The board unanimously rejected a consent order that would have fined Dr. Rey Ramos of Orange $5,000 and placed his medical license on probation for one year for abandoning a patient who was detoxing from narcotics.

State records show that Ramos, who works at Yale-New Haven Hospital’s Primary Care Center, ended the patient’s care in 2012 without providing for continuing care, prescribed opioids without counseling and prescribed excessive doses of methadone without justifying the doses.

The patient who filed the complaint against Ramos, Andrea Riskin, objected to the proposed penalty in a lengthy letter. Riskin wrote that he was treating her for pain, not substance abuse, and prescribed multiple opioids and told her to “play with the dose.” She wrote that he should have his medical license revoked because after he nearly killed her when he didn’t answer her calls for days while she had severe withdrawal symptoms.

When he did finally see her, she wrote, he screamed “you’re fired” at her and told her to find another doctor.

“He showed utter disregard for my life,’’ Riskin wrote. “He has proven, with the indiscriminate and unlawful way that he prescribed these meds for me, that he is not to be trusted with people’s lives.”

Ramos did not contest the allegations, but board members rejected the fine and asked for a full hearing on Riskin’s complaint.

“The patient’s letter was very distressing and upsetting to me,” board member Dr. Peter Zeman said.

Another board member, Michele Jacklin, said Riskin’s description of her treatment was “traumatizing and horrifying.”

The board also reprimanded Dr.

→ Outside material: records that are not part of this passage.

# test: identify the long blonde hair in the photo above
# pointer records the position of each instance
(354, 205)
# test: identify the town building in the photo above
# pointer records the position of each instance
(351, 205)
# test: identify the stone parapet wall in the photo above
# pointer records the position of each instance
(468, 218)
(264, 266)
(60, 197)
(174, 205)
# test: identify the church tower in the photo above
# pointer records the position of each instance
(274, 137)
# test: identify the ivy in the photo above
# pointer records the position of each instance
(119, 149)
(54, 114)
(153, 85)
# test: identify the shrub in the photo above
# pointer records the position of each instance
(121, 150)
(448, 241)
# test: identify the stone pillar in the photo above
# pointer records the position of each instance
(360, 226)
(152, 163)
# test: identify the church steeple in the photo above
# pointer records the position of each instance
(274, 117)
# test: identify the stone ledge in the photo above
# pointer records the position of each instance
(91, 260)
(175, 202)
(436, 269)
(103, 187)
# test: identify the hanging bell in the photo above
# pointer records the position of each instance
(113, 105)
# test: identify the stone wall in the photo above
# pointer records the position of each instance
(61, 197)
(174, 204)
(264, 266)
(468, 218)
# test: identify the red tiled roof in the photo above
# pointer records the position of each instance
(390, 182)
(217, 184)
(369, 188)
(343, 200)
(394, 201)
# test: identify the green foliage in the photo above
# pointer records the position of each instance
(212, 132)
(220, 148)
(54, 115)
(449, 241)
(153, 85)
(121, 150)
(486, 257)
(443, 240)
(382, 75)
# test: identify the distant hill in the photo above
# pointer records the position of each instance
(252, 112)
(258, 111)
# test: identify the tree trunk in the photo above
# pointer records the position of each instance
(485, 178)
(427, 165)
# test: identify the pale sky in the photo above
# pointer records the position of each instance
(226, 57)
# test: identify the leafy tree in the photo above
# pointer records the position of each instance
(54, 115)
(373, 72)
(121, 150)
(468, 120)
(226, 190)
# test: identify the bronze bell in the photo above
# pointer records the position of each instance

Francesco Lupis of Avon for treating a patient at Westport Urgent Care in 2014 for a hand laceration, but failing to diagnose that the patient had a severed tendon, a consent order said. The board also placed him on probation and ordered him to complete courses in hand trauma management within six months.

Lupis did not contest the allegations. The patient who filed the complaint, Mary M. Maynard, wrote to state officials that Lupis is incompetent and deserved a more severe punishment. She wrote that Lupis called her at home after stitching up her hand and asked if he could bring her a bottle of wine.

Five days later, she said she needed surgery to repair the severed tendon. Maynard wrote that she has since recovered full use of her hand.